Chapter 5
Conclusion and Future Work
Identifying and reducing the volumes of outbound spam in high volume e-mail system is a worthwhile endeavour. The operators of the system benefit in improved reputation, as do the e-mail users who eventually receive less spam.
This work demonstrates that in commercial e-mail systems with a wide range of users, simple metrics such as volume alone is insufficient to determine whether a sender is a spammer. The dataset shows that there are ample senders distributing a high volume of e-mail in their legitimate business activities, or in mailing lists that would be trapped by volumetric analysis. Similarly, volumetric analysis would fail to detect low volume spammers.
Building a complete view of a sender’s activities across all servers that are part of an outbound e-mail system is of value as it allows analysis of complex behaviours.
With this complete information it is possible to trace the SMTP reply codes issued from foreign servers back to individual senders. The results support the hypothesis that the existence of a large percentage of rejected messages in a sender’s outbound e-mail flows is a good metric for identifying them as a spammer. The results further suggest that for every e-mail system, a cut-off value exists that could greatly reduce outbound spam with a low rate of false positives.
5.1. Future Work
It would be interesting to include further metrics when analysing outbound e-mail flows.

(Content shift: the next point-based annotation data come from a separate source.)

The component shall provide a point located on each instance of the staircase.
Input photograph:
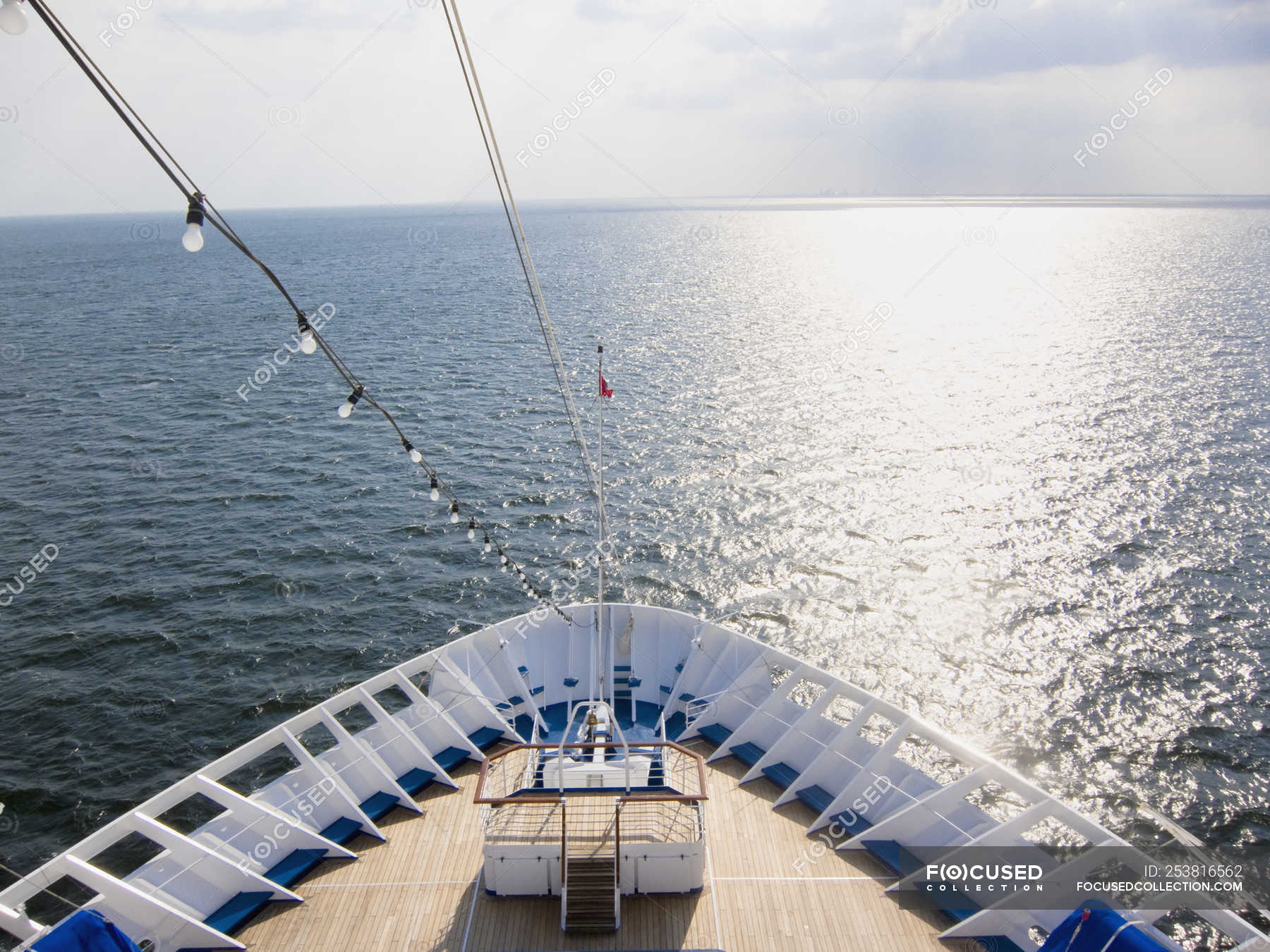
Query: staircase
(591, 895)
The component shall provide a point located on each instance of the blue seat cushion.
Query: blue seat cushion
(234, 914)
(377, 804)
(294, 866)
(416, 780)
(715, 733)
(852, 823)
(782, 774)
(342, 831)
(484, 736)
(816, 798)
(893, 856)
(450, 758)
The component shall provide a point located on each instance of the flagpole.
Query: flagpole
(600, 614)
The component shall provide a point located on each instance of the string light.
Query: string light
(308, 342)
(202, 211)
(13, 20)
(347, 406)
(193, 236)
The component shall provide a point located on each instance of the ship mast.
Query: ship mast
(603, 527)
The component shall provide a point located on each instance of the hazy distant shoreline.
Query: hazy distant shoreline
(734, 203)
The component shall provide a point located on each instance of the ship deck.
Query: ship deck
(421, 889)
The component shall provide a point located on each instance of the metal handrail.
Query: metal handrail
(479, 798)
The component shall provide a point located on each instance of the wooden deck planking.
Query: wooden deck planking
(416, 893)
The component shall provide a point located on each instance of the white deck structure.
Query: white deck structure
(864, 766)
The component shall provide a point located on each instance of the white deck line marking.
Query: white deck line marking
(714, 899)
(471, 909)
(370, 885)
(797, 879)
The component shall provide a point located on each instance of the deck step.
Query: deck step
(238, 912)
(749, 753)
(715, 733)
(816, 798)
(485, 736)
(416, 780)
(295, 866)
(893, 856)
(342, 831)
(782, 774)
(377, 804)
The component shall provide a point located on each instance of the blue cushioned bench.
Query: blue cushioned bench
(450, 758)
(342, 831)
(893, 856)
(715, 733)
(413, 781)
(782, 774)
(377, 804)
(295, 866)
(852, 822)
(816, 798)
(749, 753)
(484, 736)
(234, 914)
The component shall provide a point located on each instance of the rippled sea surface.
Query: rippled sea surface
(1006, 466)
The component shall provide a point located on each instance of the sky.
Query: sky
(291, 103)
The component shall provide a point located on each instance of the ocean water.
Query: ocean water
(1005, 465)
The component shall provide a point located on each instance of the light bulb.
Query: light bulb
(12, 18)
(347, 406)
(193, 239)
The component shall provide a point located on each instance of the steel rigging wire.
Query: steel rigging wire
(201, 209)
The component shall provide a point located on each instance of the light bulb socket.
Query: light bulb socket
(195, 216)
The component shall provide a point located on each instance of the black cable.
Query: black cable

When selecting further metrics, the data source for these metrics must be taken into consideration. This work has relied on system logs, which restricts analysis to envelope data and very basic message information.
Message size is available in the system logs generated by Postfix and other MTAs. In analysing the data for this thesis, it was observed that message sizes in messages sent to a mailing list from non-spammer senders appeared to be identical or near identical. Slight variances could imply a minor change in the message for personalization, such as placing the recipient’s name in the message body. However, some of the messages spammers sent to what appeared to be a mailing list varied greatly in size. The question is whether the variance is due to message padding – a countermeasure to content analysis – or if an entirely different payload is being sent. It may be that for a given user, messages sent within a short period of time with a large variance in individual message size is an indication of spammer activity. Validating this metric without the message content would be difficult, as it would be important to verify that sequential messages carry a similar body or intent.
Message content is not checked in the analysis done in this work. It would be interesting to run automated tests, such as applying the anti-spam or anti-virus software to outbound flows. This idea has been suggested in the past, and has often been rejected for being too computationally expensive. However the cost of processing power continues to decrease, which could make this viable. Or perhaps content analysis could be used to validate the results of other metrics, such as the recipient system SMTP response code used in this work. The computational cost may be acceptable if used in cases of uncertainty alone. For this work, uncertainty represents senders with over 2000 messages per week having over 10% rejection. Applying content scanning to this corpus would restrict this computationally expensive activity to 9% of the total outbound flow. The benefit would be the potential removal of up to 65% of outbound spam – a 20% increase.